Gov. Perry Ceremonially Signs Law to Help Protect Peace Officer Integrity
Says Great Strides Were Made to Help Law Enforcement in Legislative Session
Gov. Rick Perry today ceremonially signed a law that will shine a light on bad police officers who move from town to town because of poor performance or unethical behavior. The Governor, who signed the bill at the Texas Municipal Police Association (TMPA) annual conference, also highlighted the accomplishments made on behalf of peace officers by the Texas legislature and urged the group to support education reform and property tax reduction bills currently moving through the legislative process.
"I am always proud to stand with members of law enforcement because I represent 22 million Texans who, like me, are extremely grateful for the work you do to ensure this state remains a land of law and order," Perry said. "As governor you have much more than my sincere thanks, you have my firm commitment that this state will be one that values the sacrifices of peace officers and provides you the tools you need to do your job."
At the event Perry signed into law HB 2677, which was a top priority for TMPA. The bill will help put a stop to "gypsy cops," who jump from town to town because of poor performance or unethical behavior. Perry said the bill will "protect law enforcement agencies, the citizens of this state and the reputation of all who carry the badge with honor."
Perry also noted other measures passed in the recently concluded regular legislative session that will greatly benefit law enforcement, including:
* Cracking down on the methamphetamine dealers and users who are endangering the lives of thousands of civilians and the officers who protect them.
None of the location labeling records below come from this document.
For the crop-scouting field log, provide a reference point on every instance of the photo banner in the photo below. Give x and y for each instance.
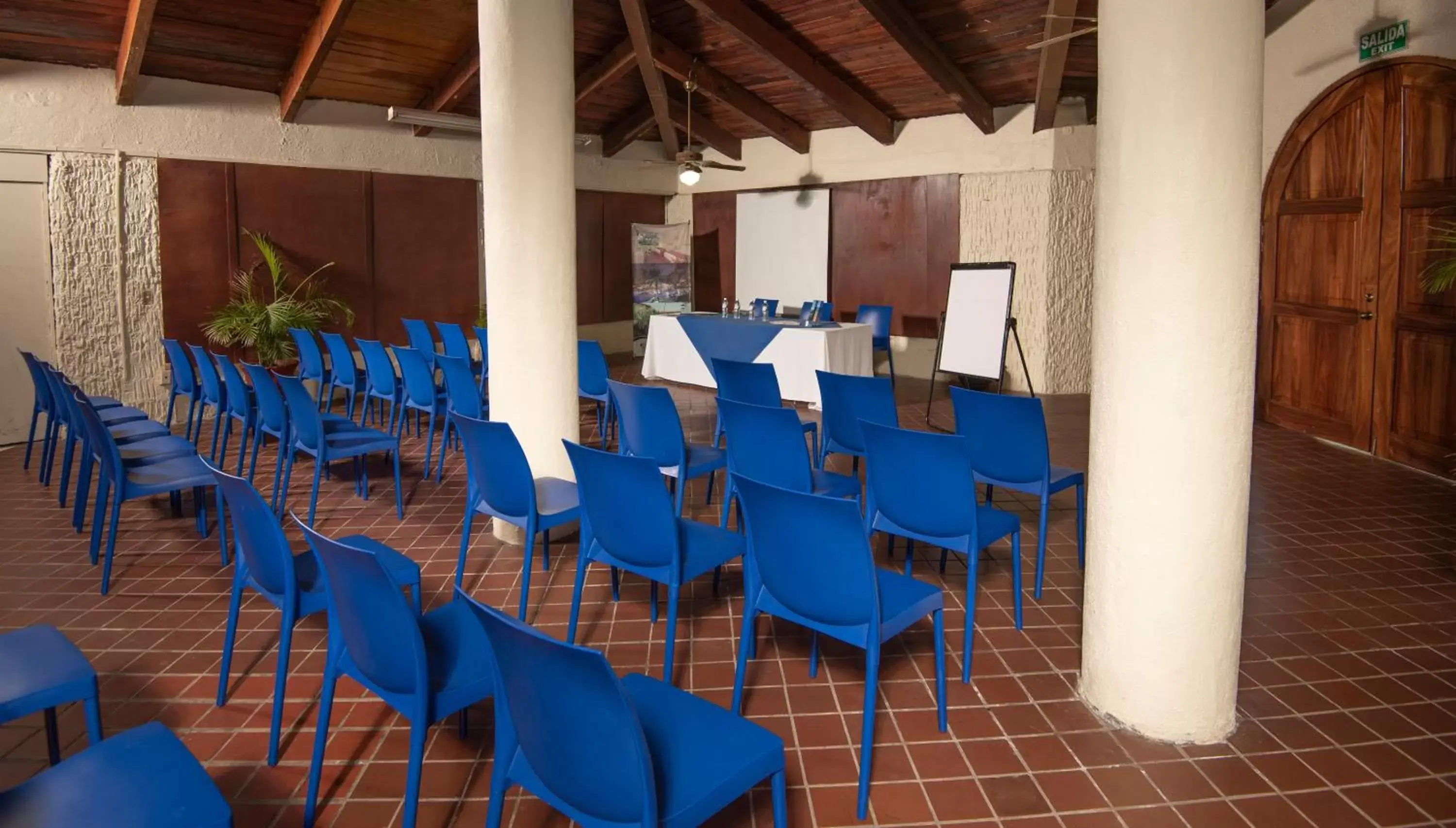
(662, 274)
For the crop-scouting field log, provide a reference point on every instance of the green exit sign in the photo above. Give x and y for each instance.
(1384, 41)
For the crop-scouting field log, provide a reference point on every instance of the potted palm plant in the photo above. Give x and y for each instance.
(258, 316)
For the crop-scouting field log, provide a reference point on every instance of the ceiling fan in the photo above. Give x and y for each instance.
(689, 162)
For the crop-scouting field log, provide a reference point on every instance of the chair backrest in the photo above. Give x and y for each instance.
(311, 360)
(567, 713)
(418, 373)
(921, 480)
(372, 617)
(766, 444)
(207, 375)
(485, 348)
(496, 466)
(453, 341)
(238, 397)
(303, 413)
(753, 383)
(341, 359)
(461, 389)
(848, 399)
(420, 337)
(650, 424)
(379, 370)
(43, 389)
(627, 505)
(877, 316)
(257, 536)
(1007, 435)
(184, 381)
(810, 553)
(592, 367)
(271, 410)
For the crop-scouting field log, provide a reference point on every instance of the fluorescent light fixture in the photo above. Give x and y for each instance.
(434, 120)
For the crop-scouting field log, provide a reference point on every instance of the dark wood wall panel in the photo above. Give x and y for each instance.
(197, 244)
(315, 216)
(427, 254)
(715, 239)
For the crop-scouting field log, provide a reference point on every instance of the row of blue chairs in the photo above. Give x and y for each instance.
(139, 779)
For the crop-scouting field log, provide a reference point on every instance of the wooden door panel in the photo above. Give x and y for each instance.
(1318, 261)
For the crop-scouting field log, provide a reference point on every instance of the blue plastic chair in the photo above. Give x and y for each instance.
(344, 373)
(1008, 438)
(184, 382)
(311, 362)
(381, 385)
(421, 395)
(758, 385)
(766, 444)
(878, 318)
(608, 751)
(273, 419)
(118, 483)
(629, 526)
(810, 562)
(309, 435)
(239, 408)
(41, 670)
(290, 582)
(846, 402)
(140, 779)
(592, 383)
(209, 398)
(424, 667)
(921, 486)
(500, 485)
(651, 428)
(485, 359)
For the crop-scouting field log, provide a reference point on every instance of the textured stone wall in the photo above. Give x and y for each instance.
(91, 346)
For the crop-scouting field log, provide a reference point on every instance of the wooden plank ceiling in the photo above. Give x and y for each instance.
(766, 67)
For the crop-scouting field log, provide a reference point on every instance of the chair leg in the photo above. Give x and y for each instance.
(321, 737)
(231, 633)
(867, 738)
(280, 686)
(53, 738)
(672, 633)
(417, 757)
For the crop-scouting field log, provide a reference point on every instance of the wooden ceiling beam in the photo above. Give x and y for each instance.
(708, 132)
(641, 37)
(608, 70)
(133, 47)
(306, 65)
(618, 136)
(723, 89)
(932, 59)
(455, 85)
(1053, 63)
(775, 46)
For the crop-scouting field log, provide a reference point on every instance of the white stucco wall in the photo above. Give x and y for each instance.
(1320, 46)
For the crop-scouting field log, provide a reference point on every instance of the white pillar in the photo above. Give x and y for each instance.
(1173, 362)
(528, 174)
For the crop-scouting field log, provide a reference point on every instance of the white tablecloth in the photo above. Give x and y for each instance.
(795, 354)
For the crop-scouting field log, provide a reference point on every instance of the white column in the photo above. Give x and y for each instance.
(1173, 362)
(528, 165)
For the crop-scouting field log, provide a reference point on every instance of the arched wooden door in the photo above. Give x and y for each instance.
(1350, 347)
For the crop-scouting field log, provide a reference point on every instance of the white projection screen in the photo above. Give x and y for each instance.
(973, 341)
(782, 249)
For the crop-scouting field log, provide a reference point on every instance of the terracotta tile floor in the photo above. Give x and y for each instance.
(1347, 686)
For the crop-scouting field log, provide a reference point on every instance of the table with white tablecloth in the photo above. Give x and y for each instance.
(680, 346)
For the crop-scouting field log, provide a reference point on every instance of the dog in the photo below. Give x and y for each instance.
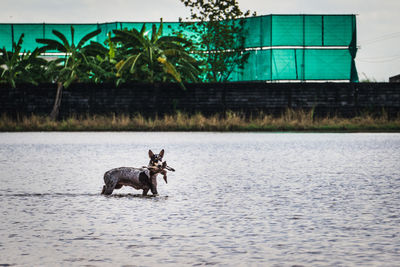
(144, 178)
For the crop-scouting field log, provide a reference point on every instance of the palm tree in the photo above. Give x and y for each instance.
(21, 66)
(72, 67)
(155, 58)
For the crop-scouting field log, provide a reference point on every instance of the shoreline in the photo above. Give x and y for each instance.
(290, 121)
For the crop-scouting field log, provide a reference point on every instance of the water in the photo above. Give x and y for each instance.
(235, 199)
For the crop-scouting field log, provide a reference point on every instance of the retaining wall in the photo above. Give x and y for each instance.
(346, 99)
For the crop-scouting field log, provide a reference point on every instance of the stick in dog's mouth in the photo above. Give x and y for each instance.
(163, 170)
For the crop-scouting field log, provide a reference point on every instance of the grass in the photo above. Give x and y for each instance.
(289, 121)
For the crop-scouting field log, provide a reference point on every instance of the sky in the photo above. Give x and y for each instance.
(378, 31)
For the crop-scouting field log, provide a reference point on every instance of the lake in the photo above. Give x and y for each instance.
(236, 199)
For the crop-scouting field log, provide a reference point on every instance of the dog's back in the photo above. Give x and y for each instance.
(137, 178)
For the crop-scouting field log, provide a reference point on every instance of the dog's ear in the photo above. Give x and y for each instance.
(151, 154)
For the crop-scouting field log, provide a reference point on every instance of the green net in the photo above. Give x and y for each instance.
(281, 47)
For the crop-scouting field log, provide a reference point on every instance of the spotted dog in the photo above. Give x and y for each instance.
(144, 178)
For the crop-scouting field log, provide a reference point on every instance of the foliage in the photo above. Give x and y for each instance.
(17, 66)
(154, 59)
(130, 55)
(74, 65)
(219, 23)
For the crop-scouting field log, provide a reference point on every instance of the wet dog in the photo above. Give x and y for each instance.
(144, 178)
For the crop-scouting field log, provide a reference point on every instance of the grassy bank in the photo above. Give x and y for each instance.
(289, 121)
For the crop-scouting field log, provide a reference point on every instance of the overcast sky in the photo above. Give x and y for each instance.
(378, 21)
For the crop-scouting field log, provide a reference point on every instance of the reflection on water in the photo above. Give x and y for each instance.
(235, 199)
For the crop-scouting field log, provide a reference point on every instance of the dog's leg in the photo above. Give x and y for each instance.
(145, 192)
(110, 183)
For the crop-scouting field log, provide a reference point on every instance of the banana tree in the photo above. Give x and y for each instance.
(155, 58)
(21, 66)
(74, 66)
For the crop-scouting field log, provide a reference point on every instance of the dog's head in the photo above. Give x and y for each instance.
(156, 159)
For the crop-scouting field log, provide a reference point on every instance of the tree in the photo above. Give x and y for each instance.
(21, 66)
(219, 27)
(72, 67)
(155, 58)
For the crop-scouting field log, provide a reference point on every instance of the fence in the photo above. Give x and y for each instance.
(281, 47)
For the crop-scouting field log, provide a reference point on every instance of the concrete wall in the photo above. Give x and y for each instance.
(335, 98)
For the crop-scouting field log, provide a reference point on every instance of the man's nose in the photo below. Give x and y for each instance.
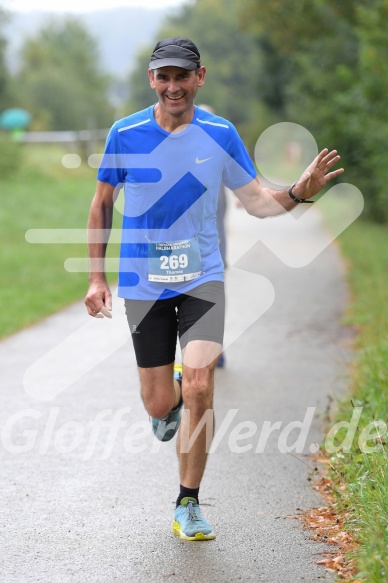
(173, 86)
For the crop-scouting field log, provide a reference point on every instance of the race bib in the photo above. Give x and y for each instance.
(174, 261)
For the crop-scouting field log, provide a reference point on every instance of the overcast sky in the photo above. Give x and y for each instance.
(85, 5)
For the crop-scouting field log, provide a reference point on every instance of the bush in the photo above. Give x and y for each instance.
(10, 156)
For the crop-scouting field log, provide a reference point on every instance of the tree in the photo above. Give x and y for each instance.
(338, 82)
(4, 75)
(60, 81)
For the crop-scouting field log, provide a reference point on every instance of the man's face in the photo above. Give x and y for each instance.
(176, 88)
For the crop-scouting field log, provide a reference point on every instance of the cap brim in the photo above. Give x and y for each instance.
(182, 63)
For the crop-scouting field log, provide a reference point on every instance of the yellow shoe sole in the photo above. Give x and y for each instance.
(177, 530)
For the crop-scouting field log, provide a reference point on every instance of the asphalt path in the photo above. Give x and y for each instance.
(87, 494)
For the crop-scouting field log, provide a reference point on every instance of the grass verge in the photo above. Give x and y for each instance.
(43, 194)
(359, 473)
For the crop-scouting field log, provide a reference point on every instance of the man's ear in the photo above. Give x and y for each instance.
(201, 76)
(151, 78)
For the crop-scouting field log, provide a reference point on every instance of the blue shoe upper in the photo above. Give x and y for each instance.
(189, 516)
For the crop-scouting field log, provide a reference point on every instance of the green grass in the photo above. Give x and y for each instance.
(362, 478)
(42, 195)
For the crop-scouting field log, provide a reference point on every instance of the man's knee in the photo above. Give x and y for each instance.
(198, 388)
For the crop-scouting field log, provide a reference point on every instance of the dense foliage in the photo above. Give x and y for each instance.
(332, 77)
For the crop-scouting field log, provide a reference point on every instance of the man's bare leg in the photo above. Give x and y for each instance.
(197, 390)
(159, 391)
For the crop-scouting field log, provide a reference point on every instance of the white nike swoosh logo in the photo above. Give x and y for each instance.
(198, 161)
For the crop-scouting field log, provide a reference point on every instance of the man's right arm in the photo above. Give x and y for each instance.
(98, 299)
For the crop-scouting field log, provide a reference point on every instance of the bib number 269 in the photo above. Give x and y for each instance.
(174, 261)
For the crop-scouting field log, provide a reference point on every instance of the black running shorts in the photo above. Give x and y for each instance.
(154, 326)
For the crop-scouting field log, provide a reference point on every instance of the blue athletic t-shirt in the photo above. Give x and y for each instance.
(171, 181)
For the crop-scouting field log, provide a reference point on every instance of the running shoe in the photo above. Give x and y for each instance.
(165, 428)
(189, 524)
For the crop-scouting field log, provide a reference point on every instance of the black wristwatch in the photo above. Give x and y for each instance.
(295, 198)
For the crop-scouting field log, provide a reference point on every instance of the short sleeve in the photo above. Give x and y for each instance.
(238, 169)
(112, 169)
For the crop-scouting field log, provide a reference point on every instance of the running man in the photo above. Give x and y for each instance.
(171, 159)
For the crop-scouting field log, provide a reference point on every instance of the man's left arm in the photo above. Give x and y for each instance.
(261, 201)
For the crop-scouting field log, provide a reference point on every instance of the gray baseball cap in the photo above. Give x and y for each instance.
(175, 52)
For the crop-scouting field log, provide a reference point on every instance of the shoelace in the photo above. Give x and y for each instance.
(192, 510)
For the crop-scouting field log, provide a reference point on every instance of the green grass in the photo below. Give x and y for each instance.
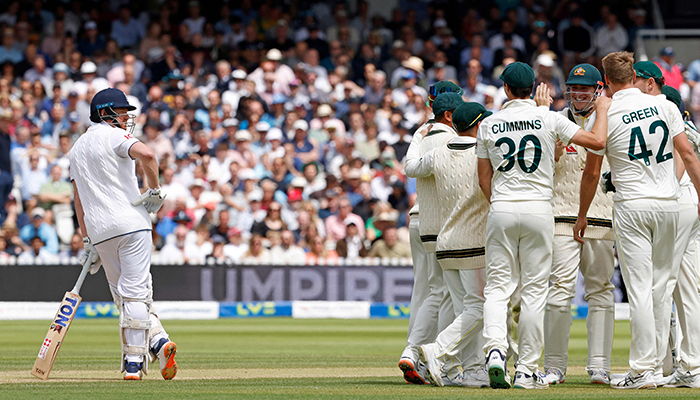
(266, 359)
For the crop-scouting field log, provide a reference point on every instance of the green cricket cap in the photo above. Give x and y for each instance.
(467, 115)
(585, 75)
(442, 87)
(447, 102)
(518, 74)
(671, 94)
(647, 69)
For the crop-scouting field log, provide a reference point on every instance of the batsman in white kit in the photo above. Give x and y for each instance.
(460, 249)
(516, 168)
(116, 227)
(642, 136)
(684, 279)
(429, 306)
(595, 257)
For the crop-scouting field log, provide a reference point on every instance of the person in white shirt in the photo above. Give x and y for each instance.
(460, 249)
(116, 228)
(643, 136)
(595, 258)
(516, 170)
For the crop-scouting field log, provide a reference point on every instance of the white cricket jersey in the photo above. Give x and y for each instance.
(519, 141)
(641, 129)
(106, 180)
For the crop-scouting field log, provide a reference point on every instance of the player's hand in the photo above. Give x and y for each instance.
(559, 150)
(602, 104)
(91, 256)
(605, 182)
(580, 229)
(152, 200)
(542, 97)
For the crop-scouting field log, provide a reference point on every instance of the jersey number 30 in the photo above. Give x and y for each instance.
(644, 152)
(510, 153)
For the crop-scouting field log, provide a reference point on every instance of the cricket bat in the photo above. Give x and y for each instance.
(59, 328)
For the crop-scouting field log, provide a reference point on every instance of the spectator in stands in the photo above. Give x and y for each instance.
(352, 246)
(256, 253)
(611, 36)
(318, 251)
(389, 246)
(287, 252)
(235, 248)
(673, 75)
(336, 225)
(39, 228)
(127, 31)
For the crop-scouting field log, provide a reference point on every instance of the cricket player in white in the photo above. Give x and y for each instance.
(682, 283)
(460, 249)
(516, 168)
(116, 227)
(595, 257)
(642, 136)
(428, 301)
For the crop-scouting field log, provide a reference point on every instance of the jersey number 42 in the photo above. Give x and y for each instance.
(644, 152)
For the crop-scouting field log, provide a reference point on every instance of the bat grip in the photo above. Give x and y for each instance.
(81, 278)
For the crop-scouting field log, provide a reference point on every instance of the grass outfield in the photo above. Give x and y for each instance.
(278, 358)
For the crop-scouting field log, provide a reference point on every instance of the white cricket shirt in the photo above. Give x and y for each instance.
(519, 141)
(641, 129)
(106, 180)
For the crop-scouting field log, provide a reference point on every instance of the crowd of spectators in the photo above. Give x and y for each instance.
(280, 127)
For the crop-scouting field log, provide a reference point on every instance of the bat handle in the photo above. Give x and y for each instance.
(81, 278)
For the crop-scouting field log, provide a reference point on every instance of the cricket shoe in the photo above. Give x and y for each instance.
(683, 379)
(434, 369)
(133, 371)
(475, 379)
(530, 381)
(631, 380)
(498, 373)
(554, 376)
(166, 350)
(599, 377)
(410, 372)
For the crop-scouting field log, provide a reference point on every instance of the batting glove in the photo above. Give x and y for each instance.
(152, 200)
(91, 256)
(606, 182)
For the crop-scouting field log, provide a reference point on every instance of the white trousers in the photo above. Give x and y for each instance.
(645, 232)
(596, 260)
(518, 253)
(684, 285)
(462, 341)
(127, 262)
(431, 307)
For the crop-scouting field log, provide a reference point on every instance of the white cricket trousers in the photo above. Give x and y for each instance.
(684, 285)
(518, 253)
(431, 307)
(645, 232)
(127, 261)
(462, 341)
(596, 259)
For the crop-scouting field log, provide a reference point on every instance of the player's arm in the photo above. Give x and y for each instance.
(598, 136)
(413, 153)
(79, 210)
(687, 155)
(141, 152)
(485, 176)
(421, 168)
(589, 184)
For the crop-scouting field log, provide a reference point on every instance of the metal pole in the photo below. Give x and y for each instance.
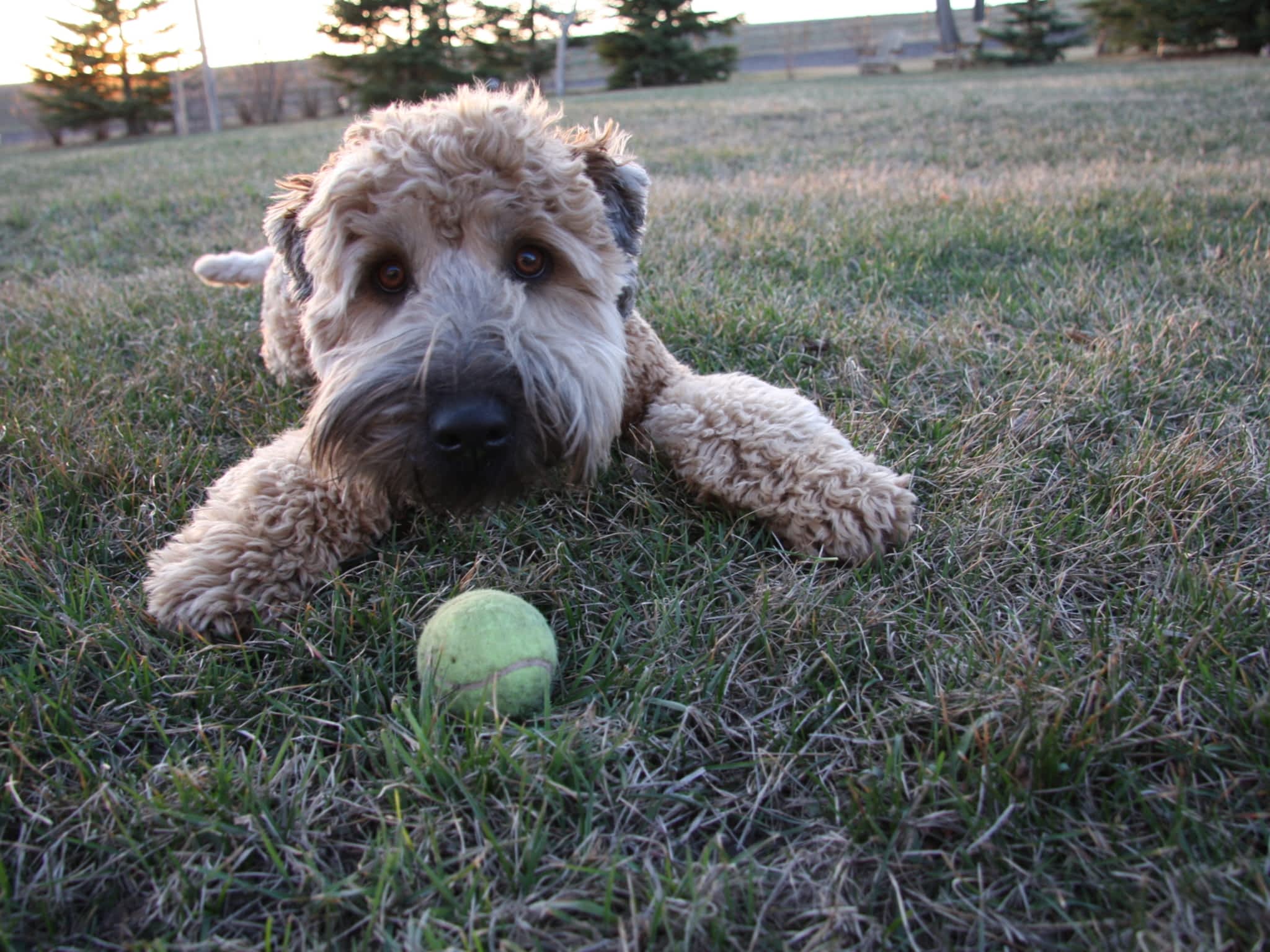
(178, 81)
(214, 107)
(566, 20)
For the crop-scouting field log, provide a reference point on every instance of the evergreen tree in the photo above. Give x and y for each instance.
(1034, 35)
(408, 48)
(1127, 24)
(100, 77)
(511, 42)
(664, 45)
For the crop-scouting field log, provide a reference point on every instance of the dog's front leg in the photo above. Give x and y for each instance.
(768, 451)
(271, 530)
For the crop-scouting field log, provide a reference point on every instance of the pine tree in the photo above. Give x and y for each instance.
(662, 45)
(511, 42)
(100, 77)
(1127, 24)
(1036, 33)
(408, 50)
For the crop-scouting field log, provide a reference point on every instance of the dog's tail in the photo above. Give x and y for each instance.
(234, 268)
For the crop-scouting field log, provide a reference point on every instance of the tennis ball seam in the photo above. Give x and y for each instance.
(500, 673)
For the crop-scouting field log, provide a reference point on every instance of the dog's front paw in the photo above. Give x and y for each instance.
(219, 584)
(851, 509)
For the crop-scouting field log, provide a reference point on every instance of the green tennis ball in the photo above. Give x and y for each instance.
(489, 650)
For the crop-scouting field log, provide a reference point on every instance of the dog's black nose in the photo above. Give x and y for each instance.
(470, 426)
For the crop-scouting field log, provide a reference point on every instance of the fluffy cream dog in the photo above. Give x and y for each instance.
(459, 280)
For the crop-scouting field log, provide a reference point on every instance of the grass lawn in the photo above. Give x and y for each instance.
(1046, 723)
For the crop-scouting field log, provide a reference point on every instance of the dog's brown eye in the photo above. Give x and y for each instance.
(530, 263)
(390, 277)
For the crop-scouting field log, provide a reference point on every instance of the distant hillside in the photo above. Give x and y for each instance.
(299, 89)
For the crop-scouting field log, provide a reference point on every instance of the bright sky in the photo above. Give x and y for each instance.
(258, 31)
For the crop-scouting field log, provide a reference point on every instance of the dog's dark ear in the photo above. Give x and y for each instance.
(623, 184)
(282, 229)
(624, 188)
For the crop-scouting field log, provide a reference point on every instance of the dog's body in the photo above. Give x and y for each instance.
(459, 281)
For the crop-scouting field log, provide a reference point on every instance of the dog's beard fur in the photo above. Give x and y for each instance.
(562, 391)
(370, 419)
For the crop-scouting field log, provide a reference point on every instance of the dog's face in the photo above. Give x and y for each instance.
(463, 270)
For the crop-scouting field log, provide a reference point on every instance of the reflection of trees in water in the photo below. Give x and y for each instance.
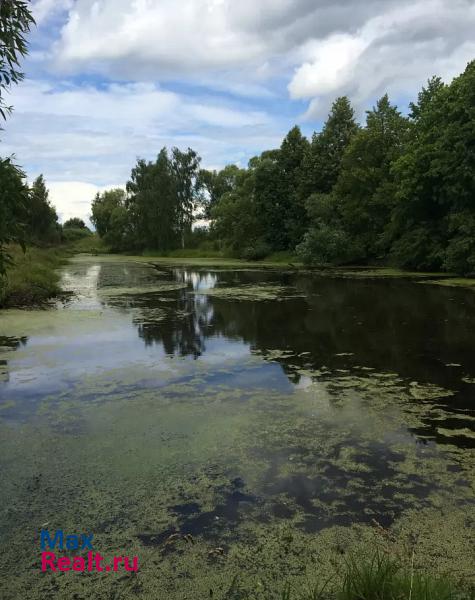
(412, 329)
(405, 327)
(184, 326)
(9, 343)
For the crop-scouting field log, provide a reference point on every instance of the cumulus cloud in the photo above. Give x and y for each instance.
(395, 51)
(358, 47)
(73, 198)
(117, 79)
(79, 132)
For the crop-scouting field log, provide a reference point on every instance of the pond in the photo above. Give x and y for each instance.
(234, 422)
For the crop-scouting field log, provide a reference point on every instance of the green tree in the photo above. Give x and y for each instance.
(187, 187)
(74, 223)
(433, 223)
(14, 197)
(152, 202)
(42, 219)
(111, 219)
(365, 190)
(322, 161)
(16, 20)
(234, 217)
(217, 183)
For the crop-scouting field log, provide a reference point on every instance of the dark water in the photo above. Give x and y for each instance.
(227, 401)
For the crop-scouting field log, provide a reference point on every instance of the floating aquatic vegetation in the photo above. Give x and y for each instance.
(252, 292)
(259, 459)
(428, 391)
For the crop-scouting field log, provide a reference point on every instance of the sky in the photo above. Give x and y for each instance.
(108, 81)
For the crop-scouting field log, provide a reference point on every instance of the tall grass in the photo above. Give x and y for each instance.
(383, 578)
(32, 278)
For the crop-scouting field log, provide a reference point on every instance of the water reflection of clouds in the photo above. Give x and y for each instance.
(197, 279)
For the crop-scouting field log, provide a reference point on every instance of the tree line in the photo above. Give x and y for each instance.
(399, 189)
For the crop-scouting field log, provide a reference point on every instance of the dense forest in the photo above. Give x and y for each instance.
(397, 190)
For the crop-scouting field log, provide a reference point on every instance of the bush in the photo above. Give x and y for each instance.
(325, 245)
(256, 251)
(72, 234)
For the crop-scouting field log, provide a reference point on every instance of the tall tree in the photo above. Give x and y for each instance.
(322, 162)
(434, 221)
(217, 183)
(365, 190)
(14, 196)
(185, 170)
(16, 21)
(111, 219)
(42, 219)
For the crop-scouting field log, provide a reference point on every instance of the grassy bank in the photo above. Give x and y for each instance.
(32, 278)
(379, 578)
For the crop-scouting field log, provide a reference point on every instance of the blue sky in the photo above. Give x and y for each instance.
(110, 80)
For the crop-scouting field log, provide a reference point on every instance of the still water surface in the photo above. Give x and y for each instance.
(236, 406)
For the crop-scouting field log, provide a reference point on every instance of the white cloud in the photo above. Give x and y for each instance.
(73, 198)
(44, 9)
(73, 133)
(396, 51)
(224, 68)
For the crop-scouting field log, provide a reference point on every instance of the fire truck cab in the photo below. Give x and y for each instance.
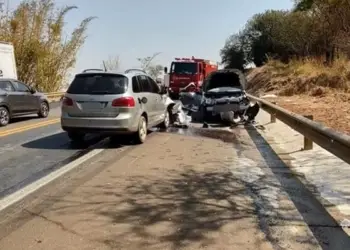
(184, 71)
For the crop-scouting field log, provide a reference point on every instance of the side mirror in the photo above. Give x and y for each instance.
(162, 90)
(32, 90)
* Reforming the state's protective services agencies so that law enforcement will be notified immediately anytime the state identifies a child that is a victim of felony abuse, and increasing penalties for making false reports of abuse or neglect.
Perry also noted that he vetoed a bill that would have made it more difficult for law enforcement to do their jobs - SB 1195 - which would have required an officer to get taped or written consent to search a suspect's vehicle. "This bill would have, in many cases, placed an extra burden on officers on the street and would have communicated an unspoken but clear message of distrust toward our peace officers," Perry said.
Perry also urged the group to support efforts underway in the Texas legislature to improve the quality of education provided Texas schoolchildren and to provide record property tax relief. "Write, e-mail, call, blog or send a telegram to Austin and tell your legislators to get the job done, get the job done right and get the job done right now," Perry said.
"This special session we are on the verge of providing record funding for schools, needed reforms in the classroom and historic property tax relief of more than $7 billion," Perry said. "We can cut school property taxes and still provide close to $5 billion in additional money for our classrooms if legislators finish the job."